Coronavirus y la cuestión de clase social

Montserrat Puebla Cabrera

Hace unos meses estuvimos en plena revuelta social, en el despertar del pueblo chileno ante las injusticias sociales que permanentemente han dividido en dos clases nuestra sociedad: los dominadores y los dominados. Muchas creíamos que esto no se iba a detener en mucho tiempo, pues hasta principio de Marzo seguíamos yendo a las calles a manifestarnos y demostrar que la llama de la revuelta de octubre estaba más encendida que nunca. Estábamos viviendo un proceso crucial para la historia del pueblo chileno. Sin embargo, lo que veíamos lejano a nuestro continente, cada vez se hacía más latente y las medidas de salubridad se hacen más estrictas. Se trata de la propagación del COVID-19, o mejor conocido como coronavirus.

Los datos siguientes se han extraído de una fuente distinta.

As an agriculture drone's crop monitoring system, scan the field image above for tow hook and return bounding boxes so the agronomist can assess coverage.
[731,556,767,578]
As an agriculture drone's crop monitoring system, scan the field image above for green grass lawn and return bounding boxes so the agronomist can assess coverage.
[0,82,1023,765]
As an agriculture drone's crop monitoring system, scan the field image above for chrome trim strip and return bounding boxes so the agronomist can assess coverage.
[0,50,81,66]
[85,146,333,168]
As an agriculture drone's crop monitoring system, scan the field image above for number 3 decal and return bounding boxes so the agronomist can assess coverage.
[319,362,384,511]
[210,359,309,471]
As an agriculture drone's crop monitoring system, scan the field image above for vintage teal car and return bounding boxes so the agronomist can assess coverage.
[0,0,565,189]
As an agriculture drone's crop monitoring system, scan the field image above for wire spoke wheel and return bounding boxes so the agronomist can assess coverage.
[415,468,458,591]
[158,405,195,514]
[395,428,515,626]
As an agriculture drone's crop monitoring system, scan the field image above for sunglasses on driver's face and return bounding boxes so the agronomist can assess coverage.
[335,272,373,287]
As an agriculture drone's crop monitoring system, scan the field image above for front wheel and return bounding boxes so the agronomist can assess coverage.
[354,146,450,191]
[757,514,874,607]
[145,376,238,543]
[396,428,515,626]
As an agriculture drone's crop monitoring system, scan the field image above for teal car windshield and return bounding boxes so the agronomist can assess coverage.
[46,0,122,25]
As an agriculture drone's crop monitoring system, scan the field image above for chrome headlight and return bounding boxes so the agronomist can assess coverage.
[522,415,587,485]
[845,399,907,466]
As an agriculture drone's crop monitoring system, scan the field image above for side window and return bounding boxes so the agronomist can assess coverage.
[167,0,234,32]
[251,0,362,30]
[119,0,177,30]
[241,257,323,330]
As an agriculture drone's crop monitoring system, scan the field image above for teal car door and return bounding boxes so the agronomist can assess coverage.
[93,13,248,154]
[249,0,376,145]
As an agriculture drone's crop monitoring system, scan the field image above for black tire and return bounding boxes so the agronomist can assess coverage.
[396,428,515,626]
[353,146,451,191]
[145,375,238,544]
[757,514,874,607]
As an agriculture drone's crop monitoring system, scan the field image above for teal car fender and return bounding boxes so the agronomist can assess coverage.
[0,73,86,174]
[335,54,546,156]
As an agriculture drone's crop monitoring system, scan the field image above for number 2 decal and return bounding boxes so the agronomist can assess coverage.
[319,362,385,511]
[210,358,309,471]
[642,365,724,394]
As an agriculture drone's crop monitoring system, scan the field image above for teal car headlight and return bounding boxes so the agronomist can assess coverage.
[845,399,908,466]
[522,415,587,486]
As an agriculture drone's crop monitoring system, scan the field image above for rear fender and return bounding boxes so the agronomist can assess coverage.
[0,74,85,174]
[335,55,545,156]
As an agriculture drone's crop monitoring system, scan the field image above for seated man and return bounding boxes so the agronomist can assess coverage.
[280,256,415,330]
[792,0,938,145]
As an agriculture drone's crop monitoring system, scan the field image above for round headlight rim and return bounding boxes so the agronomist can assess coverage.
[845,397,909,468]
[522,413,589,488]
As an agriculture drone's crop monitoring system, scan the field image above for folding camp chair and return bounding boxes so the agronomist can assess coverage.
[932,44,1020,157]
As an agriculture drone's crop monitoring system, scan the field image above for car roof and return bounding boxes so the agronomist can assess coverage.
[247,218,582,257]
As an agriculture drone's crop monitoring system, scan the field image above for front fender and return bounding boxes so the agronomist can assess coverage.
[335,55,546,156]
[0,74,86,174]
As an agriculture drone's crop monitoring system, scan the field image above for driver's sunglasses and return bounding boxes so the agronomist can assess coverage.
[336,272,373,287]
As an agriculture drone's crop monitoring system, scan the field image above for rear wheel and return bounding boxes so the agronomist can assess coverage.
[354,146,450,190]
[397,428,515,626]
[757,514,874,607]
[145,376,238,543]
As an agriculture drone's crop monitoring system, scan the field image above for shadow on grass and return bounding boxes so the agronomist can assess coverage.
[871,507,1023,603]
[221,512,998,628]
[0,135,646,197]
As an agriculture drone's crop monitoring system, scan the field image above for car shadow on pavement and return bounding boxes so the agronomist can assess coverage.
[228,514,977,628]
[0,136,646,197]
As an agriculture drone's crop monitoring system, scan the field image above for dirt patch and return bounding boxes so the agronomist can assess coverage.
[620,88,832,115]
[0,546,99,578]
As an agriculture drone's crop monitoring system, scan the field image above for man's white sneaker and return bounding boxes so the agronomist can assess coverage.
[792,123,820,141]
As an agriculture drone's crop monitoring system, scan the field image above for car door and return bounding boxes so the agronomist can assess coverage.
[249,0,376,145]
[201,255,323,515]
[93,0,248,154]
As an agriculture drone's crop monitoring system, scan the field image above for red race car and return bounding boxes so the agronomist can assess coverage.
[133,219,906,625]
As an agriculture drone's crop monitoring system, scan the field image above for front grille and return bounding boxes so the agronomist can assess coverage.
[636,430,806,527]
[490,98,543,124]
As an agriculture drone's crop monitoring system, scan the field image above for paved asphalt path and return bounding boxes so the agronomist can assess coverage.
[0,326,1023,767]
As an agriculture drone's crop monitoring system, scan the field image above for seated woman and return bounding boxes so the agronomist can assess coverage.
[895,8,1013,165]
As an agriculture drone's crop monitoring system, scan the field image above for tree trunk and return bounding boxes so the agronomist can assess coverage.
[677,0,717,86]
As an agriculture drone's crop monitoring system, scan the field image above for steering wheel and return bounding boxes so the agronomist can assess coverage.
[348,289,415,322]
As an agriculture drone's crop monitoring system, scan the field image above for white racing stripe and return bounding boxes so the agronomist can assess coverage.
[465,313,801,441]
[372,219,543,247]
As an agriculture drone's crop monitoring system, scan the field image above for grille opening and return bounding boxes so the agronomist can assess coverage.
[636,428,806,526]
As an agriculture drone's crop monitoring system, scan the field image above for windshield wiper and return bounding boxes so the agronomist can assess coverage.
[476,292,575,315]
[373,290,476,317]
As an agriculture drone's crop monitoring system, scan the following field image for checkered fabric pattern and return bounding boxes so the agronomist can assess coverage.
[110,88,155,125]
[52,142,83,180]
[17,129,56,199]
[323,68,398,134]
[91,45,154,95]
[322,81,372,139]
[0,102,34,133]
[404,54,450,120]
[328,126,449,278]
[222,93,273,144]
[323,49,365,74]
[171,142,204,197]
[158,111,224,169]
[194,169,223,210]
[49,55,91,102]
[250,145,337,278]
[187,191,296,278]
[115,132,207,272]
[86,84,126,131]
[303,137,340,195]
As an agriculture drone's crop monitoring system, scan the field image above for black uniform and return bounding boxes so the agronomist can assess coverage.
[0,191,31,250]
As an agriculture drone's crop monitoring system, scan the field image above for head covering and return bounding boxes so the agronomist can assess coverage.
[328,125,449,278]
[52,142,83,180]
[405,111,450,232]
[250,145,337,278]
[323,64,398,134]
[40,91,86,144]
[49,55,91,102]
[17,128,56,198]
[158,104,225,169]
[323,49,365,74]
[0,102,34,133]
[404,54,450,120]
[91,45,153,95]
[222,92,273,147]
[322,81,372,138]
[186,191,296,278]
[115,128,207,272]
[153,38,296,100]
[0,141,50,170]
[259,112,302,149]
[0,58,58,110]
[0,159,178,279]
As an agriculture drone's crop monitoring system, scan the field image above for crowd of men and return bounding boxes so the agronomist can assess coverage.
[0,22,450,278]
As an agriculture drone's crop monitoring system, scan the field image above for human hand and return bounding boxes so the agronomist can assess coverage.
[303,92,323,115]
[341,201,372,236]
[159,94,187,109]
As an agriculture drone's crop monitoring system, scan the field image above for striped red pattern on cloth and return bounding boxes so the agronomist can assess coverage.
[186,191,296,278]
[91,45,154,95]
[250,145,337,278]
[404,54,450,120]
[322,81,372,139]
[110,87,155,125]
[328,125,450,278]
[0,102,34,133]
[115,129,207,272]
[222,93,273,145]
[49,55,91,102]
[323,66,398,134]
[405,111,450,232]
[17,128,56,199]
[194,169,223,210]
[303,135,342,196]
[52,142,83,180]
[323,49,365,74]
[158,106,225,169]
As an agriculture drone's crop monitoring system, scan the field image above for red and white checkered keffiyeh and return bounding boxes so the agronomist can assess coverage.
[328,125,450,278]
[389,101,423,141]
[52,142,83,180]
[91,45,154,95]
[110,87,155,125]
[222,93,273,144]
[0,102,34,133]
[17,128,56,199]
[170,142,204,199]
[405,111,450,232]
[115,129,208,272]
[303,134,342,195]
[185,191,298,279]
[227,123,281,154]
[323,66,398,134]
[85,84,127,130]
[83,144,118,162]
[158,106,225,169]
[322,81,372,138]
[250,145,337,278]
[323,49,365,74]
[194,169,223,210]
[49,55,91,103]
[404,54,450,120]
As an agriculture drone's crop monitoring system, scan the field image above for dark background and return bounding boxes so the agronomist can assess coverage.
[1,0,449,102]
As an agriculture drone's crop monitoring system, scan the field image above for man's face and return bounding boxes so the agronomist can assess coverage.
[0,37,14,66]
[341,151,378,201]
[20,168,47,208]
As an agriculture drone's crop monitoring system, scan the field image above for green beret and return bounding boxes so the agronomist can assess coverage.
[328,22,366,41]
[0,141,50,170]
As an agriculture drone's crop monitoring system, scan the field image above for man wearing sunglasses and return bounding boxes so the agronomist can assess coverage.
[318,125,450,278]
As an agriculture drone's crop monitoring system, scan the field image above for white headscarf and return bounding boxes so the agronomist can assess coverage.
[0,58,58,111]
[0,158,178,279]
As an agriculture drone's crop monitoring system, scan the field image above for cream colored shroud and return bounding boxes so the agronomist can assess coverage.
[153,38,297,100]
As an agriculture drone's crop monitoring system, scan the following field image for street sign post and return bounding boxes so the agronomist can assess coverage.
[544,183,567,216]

¿Qué tiene que ver el despertar de Chile, el coronavirus con la cuestión de clase social? Pues mucho, una de las principales demandas que hemos arrastrado desde Octubre era garantizar un sistema de salud pública equitativo. Sin embargo, la rápida propagación del virus en Chile (más de 200 infectados en una semana) deja entrever dos cosas: 1. La nula capacidad del ministro de salud Mañalich y del gobierno para tomar medidas ante la propagación y 2. La cuestión de clase, y aquí es donde pondré un foco especial.

Hemos escuchado las recomendaciones de expertos acerca de la prevención del contagio entre familiares. Para ello es necesario aislar a una persona lo máximo posible en una habitación individual, lavarse las manos cada cierto tiempo e incluso la cuarentena para quiénes pueden. Pues bien, pueden ser consideradas excelentes medidas. Sin embargo, no se tiene en consideración el factor de clase social, aunque sabemos que el agua en Chile es privado, que en Viña existe un número elevado de campamentos y con ello se produce el hacinamiento, que además sabemos que algunas personas no tienen acceso a luz ni mucho menos al agua potable. Por ende pasan a ser agentes de alto riesgo, producto del sistema que una vez más les ha precarizado la vida.

Cajera con mascarilla

En las noticias por televisión vi una imagen tan neoliberal, que me produjo rabia. Se trataba de una mujer trabajadora encargada del aseo de un edificio, por lo que estaba obligada a limpiar y desinfectar todos los espacios del edificio (ascensores, paredes, puertas, etc.) ante el posible contagio de los habitantes por el coronavirus. ¿Acaso no aprendimos nada de Octubre? De cuando nos veíamos como iguales, sin importar la clase. Al parecer no, esta imagen tan triste quedó en mi cabeza. Lo que más me llamó la atención, fueron los objetos precarios con los que contaba para protegerse. Esto nos visibiliza las prioridades del sistema y que no todes valemos lo mismo para este. Pues son las personas del estrato social más bajo que deben hacer las labores más riesgosas para mantener fuera de contagio a los de arriba. Así es como se siguen reproduciendo las violentas prácticas de desigualdad en este brutal sistema en donde lo importante es garantizar la prevención para quienes puedan, mientras que el resto de la población suelen ser los postergados y sacrificados por el sistema clasista neoliberal.